Orocobre Successfully Completes A$126 Million Fully Underwritten Placement

NOT FOR RELEASE TO US WIRE SERVICES OR DISTRIBUTION IN THE UNITED STATES

Highlights:

  • A$126 million raised through an oversubscribed institutional placement (Placement) 
  • Demonstrates strong endorsement for Orocobre’s enhanced financial flexibility and future outlook
  • Non-underwritten Share Purchase Plan to raise up to A$30 million (SPP) will open to existing eligible shareholders in Australia and New Zealand shortly

BRISBANE, Australia, Aug. 31, 2020 (GLOBE NEWSWIRE) — Orocobre Limited (Orocobre or the Company) (ASX:ORE, TSX:ORL) is pleased to announce that it has successfully completed a fully underwritten Placement to raise approximately A$126 million at an issue price of A$2.52 per share, representing a 13.1% discount to the last closing price of the Company’s shares traded on the ASX on 27 August 2020 of A$2.90 per share.

The Placement will result in the issue of approximately 50.0 million new fully paid ordinary shares (New Shares).
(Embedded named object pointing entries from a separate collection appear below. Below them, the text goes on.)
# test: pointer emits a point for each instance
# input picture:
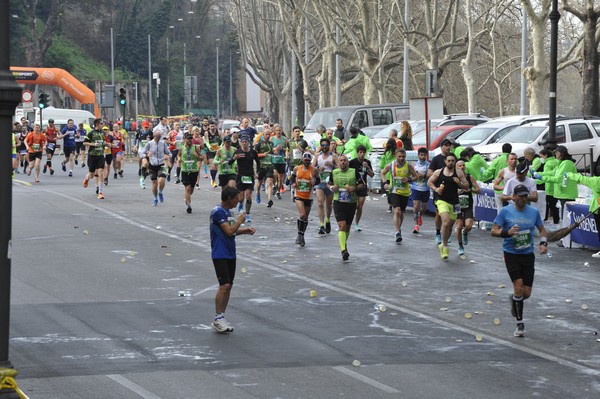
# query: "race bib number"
(303, 186)
(344, 195)
(522, 239)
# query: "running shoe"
(513, 305)
(222, 326)
(345, 255)
(520, 331)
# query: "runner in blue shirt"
(515, 223)
(223, 229)
(68, 134)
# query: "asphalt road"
(96, 311)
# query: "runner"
(245, 157)
(68, 134)
(223, 230)
(264, 149)
(464, 223)
(515, 223)
(445, 183)
(95, 143)
(399, 187)
(36, 142)
(157, 151)
(365, 168)
(227, 174)
(420, 192)
(304, 178)
(51, 133)
(325, 162)
(344, 183)
(190, 158)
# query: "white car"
(580, 136)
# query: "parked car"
(437, 134)
(579, 135)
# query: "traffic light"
(122, 98)
(43, 100)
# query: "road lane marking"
(132, 386)
(348, 291)
(365, 379)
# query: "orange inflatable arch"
(58, 77)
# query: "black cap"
(521, 190)
(522, 167)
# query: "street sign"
(26, 96)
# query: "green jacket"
(387, 158)
(592, 182)
(350, 146)
(556, 177)
(474, 166)
(495, 167)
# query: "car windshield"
(419, 138)
(327, 117)
(385, 132)
(475, 135)
(523, 134)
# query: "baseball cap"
(522, 167)
(521, 190)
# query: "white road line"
(132, 386)
(340, 288)
(366, 380)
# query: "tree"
(588, 15)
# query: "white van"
(358, 116)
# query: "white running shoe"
(221, 325)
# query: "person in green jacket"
(355, 140)
(564, 190)
(389, 155)
(593, 183)
(550, 163)
(499, 163)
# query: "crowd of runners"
(335, 169)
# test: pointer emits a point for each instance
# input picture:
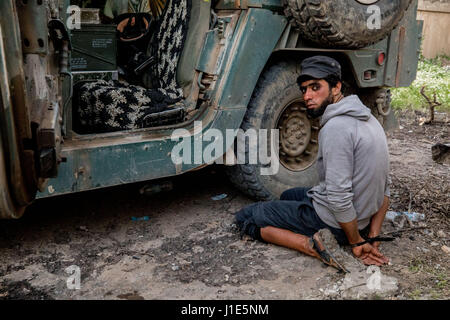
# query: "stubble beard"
(318, 112)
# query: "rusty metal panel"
(93, 164)
(33, 26)
(254, 39)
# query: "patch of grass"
(434, 74)
(416, 265)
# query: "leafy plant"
(434, 75)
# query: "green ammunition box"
(94, 48)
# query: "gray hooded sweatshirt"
(353, 164)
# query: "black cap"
(319, 67)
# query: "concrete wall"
(436, 27)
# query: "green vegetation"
(434, 74)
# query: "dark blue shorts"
(294, 211)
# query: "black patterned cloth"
(106, 106)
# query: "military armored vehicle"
(100, 93)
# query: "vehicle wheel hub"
(298, 137)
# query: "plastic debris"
(219, 197)
(144, 218)
(413, 216)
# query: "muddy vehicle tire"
(277, 103)
(344, 23)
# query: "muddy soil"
(189, 248)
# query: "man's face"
(317, 95)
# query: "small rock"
(198, 249)
(428, 232)
(227, 269)
(441, 234)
New Shares issued under the Placement will rank equally with existing ordinary shares on issue and allotment is expected to occur on 3 September 2020. The Placement is within Orocobre’s placement capacity under ASX listing rule 7.1 and is made in reliance on the Temporary Extra Placement Capacity Class Waiver Decision (as amended) effective from 9 July 2020 (replacing the earlier waiver decision dated 23 April 2020). No shareholder approval is required for the Placement.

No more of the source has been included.